Multi-Class Flood Classification Model Using Spatial Topo-Hydrological Features and Interpretable Machine Learning
Keywords:
Artificial intelligence, deep learningAbstract
Rapid urban expansion of cities in many developing countries, such as Nigeria, is aggravating occurrences of devastating urban floods because of sudden changes in climate and uncontrolled land use. Methods based on traditional flood prediction are expensive, primarily binary-classification-based, and lacking generality, which hampers their capability for disaster preparedness purposes. In this paper, we propose a standardized multiclass flood classification framework with spatial, topographic, hydrological and meteorological covariates based on three ML classifiers, including Random Forest, Support Vector Machine and Logistic Regression. The model was evaluated strictly using stratified 5-fold cross-validation and a 20% held-out test set. From the right, the RF model recorded the highest performance accuracy, at 92%, indicating desirable generalisation and resistance to overfitting.
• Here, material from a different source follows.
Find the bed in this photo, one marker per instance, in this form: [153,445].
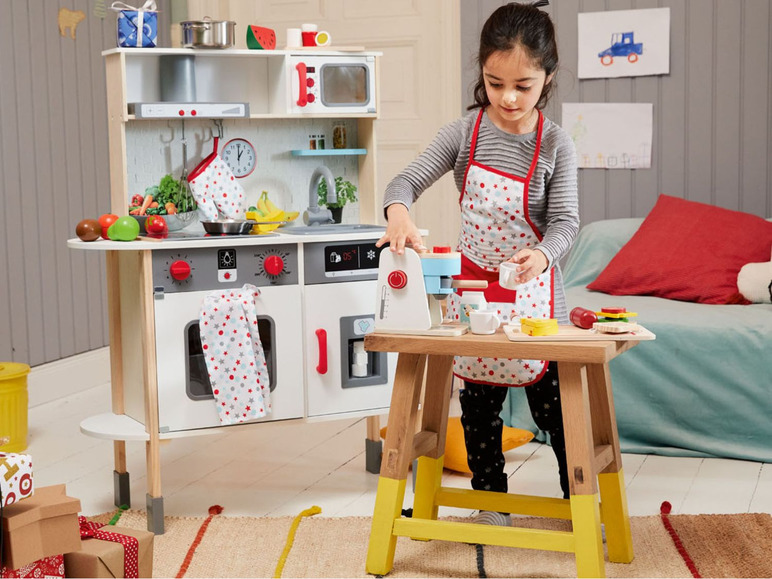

SVM was successful with 87% and LR achieved 83%, both being relatively unstable at minor flood classification. The experimentation-based feature importance analysis indicated that the environmental data index is the most important predictor, increasing interpretation and transparency in modelling. The results introduce RF as a trustworthy multi-class urban flood classification tool in data-poor contexts, with potential applications for early warning systems, city management and climate-resilient policies in the Global South.